Il motivo non ha pregio. Richiamate, quanto alla denuncia di violazione dell’art. 2697 c.c. e artt. 115 e 116 c.p.c., le argomentazioni svolte con riguardo al primo motivo di ricorso, la denuncia del vizio di omesso esame va disattesa per difetto del requisito della decisività contemplato nell’art. 360 c.p.c., n. 5. La dichiarazione contenuta nell’allegato A della copia della denuncia di cambiamento n. (OMISSIS) presentata al Comune di Guidonia Montecelio in data 8.08.2006 non è, infatti, decisiva, non essendo tale dichiarazione idonea a fornire la prova del titolo dedotto in giudizio dal prof. C. a fondamento del diritto reale di cui si pretende titolare (cfr. Cass. 4431/17: “Quando, per l’esistenza di un determinato contratto, la legge richieda, a pena di nullità, la forma scritta nella specie, contratto costitutivo di enfiteusi – alla mancata produzione in giudizio del relativo documento non può supplire il deposito di una scrittura contenente la confessione della controparte in ordine alla pregressa stipulazione del contratto de quo, nemmeno se da essa risulti che quella stipulazione fu fatta per iscritto”; si veda anche, in termini, Cass. 2206/75).

Con il terzo motivo di ricorso, riferito all’art. 360 c.p.c., n. 3, il ricorrente lamenta la violazione e falsa applicazione degli artt. 1362,1363,1365,1367,1368,1346 e 1469 c.c.. Secondo il ricorrente la Corte d’appello avrebbe stravolto l’interpretazione dell’atto di compravendita notar A., alterando la volontà delle parti sì da ritenere che il contratto avesse un contenuto ed un oggetto aleatori e indeterminati. Al contrario, si argomenta nel mezzo di impugnazione, l’aleatorietà e l’indeterminatezza erano una mera conseguenza del fatto che le parti avevano concluso una vendita in blocco di un gran numero di terreni di proprietà della sig.ra B., con l’inevitabile rischio che si verificassero errori di aggiornamento qualora taluno di essi fosse già venduto o affrancato.

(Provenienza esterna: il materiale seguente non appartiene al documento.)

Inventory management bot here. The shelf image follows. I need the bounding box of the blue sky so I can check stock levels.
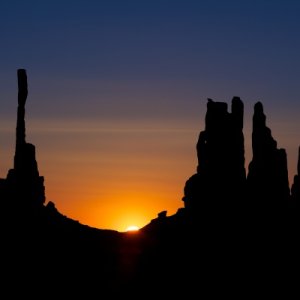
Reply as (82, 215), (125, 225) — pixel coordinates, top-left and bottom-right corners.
(0, 0), (300, 230)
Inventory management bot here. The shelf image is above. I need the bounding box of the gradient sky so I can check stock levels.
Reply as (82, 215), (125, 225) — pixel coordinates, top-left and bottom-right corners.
(0, 0), (300, 231)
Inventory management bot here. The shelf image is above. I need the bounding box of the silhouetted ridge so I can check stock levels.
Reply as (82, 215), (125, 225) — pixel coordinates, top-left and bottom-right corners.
(0, 69), (300, 299)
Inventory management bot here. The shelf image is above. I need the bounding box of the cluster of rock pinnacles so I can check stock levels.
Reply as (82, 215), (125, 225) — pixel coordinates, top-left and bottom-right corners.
(0, 69), (300, 223)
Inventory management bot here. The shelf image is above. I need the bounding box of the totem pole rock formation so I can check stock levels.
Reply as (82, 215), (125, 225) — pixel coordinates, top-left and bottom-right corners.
(291, 147), (300, 206)
(183, 97), (246, 214)
(4, 69), (45, 208)
(247, 102), (290, 210)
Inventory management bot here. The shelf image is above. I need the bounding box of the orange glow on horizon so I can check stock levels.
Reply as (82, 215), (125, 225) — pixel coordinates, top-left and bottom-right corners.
(126, 225), (139, 232)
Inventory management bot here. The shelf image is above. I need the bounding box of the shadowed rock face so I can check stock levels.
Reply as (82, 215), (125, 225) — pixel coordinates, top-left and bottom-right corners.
(183, 97), (246, 214)
(291, 147), (300, 207)
(3, 69), (45, 208)
(247, 102), (290, 210)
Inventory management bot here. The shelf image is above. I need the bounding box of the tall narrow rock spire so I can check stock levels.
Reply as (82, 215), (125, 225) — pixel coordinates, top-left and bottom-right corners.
(7, 69), (45, 207)
(291, 147), (300, 203)
(247, 102), (290, 210)
(14, 69), (28, 169)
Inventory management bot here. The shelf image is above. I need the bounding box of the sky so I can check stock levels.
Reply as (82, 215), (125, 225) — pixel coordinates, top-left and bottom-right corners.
(0, 0), (300, 231)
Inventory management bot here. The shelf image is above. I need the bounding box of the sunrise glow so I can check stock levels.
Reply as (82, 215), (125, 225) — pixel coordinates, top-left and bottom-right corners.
(126, 225), (139, 231)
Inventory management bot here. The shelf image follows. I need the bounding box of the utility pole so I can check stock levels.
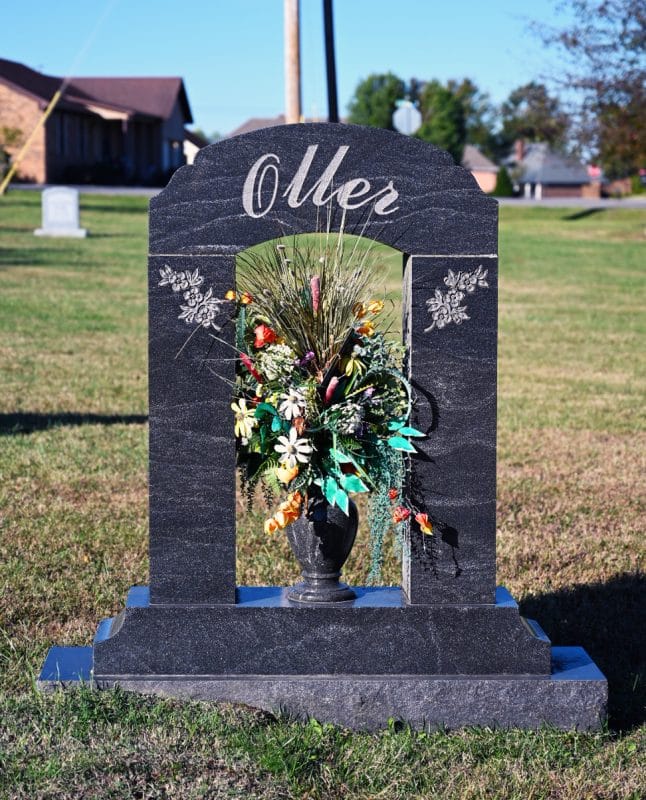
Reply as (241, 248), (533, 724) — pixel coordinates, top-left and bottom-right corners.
(323, 0), (339, 122)
(284, 0), (301, 124)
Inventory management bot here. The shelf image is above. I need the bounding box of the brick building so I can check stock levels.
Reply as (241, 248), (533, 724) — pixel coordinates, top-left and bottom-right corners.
(0, 59), (193, 183)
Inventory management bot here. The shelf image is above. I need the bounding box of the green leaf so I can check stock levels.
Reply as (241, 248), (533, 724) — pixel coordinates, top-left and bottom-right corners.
(256, 403), (278, 417)
(323, 475), (339, 506)
(341, 475), (370, 492)
(397, 428), (426, 436)
(334, 488), (350, 517)
(388, 436), (417, 453)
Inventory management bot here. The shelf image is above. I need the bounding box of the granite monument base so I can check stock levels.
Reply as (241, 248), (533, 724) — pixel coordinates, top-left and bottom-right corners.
(38, 587), (607, 730)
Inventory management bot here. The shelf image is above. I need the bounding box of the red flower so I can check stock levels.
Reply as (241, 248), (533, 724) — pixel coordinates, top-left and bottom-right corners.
(240, 353), (262, 383)
(415, 513), (433, 536)
(325, 375), (339, 406)
(253, 324), (278, 349)
(393, 506), (410, 523)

Anche questo motivo non può trovare accoglimento. Esso si risolve in una critica di merito all’interpretazione del contratto notar A. operata dalla Corte territoriale e fondata sulla clausola con cui la venditrice, principessa B., dopo aver dichiarato di non offrire la garanzia per l’evizione “stante l’aleatorietà del contratto”, dichiarava che “anche se indicati, non si intendono venduti i beni o i diritti che risultassero già venduti o affrancati”. Nella doglianza non precisa in alcun modo quali sarebbero i parametri legali di ermeneutica negoziale vietati violati dalla corte d’appello, cosicchè la sua formulazione risulta in contrasto con il principio che che, in tema di interpretazione del contratto, il sindacato di legittimità non può investire il risultato interpretativo in sè, che appartiene all’ambito dei giudizi di fatto riservati al giudice di merito, ma afferisce solo alla verifica del rispetto dei canoni legali di ermeneutica e della coerenza e logicità della motivazione addotta, con conseguente inammissibilità di ogni critica alla ricostruzione della volontà negoziale operata dal giudice di merito che si traduca in una diversa valutazione degli stessi elementi di fatto da questi esaminati (cfr. Cass. n. 2465/15).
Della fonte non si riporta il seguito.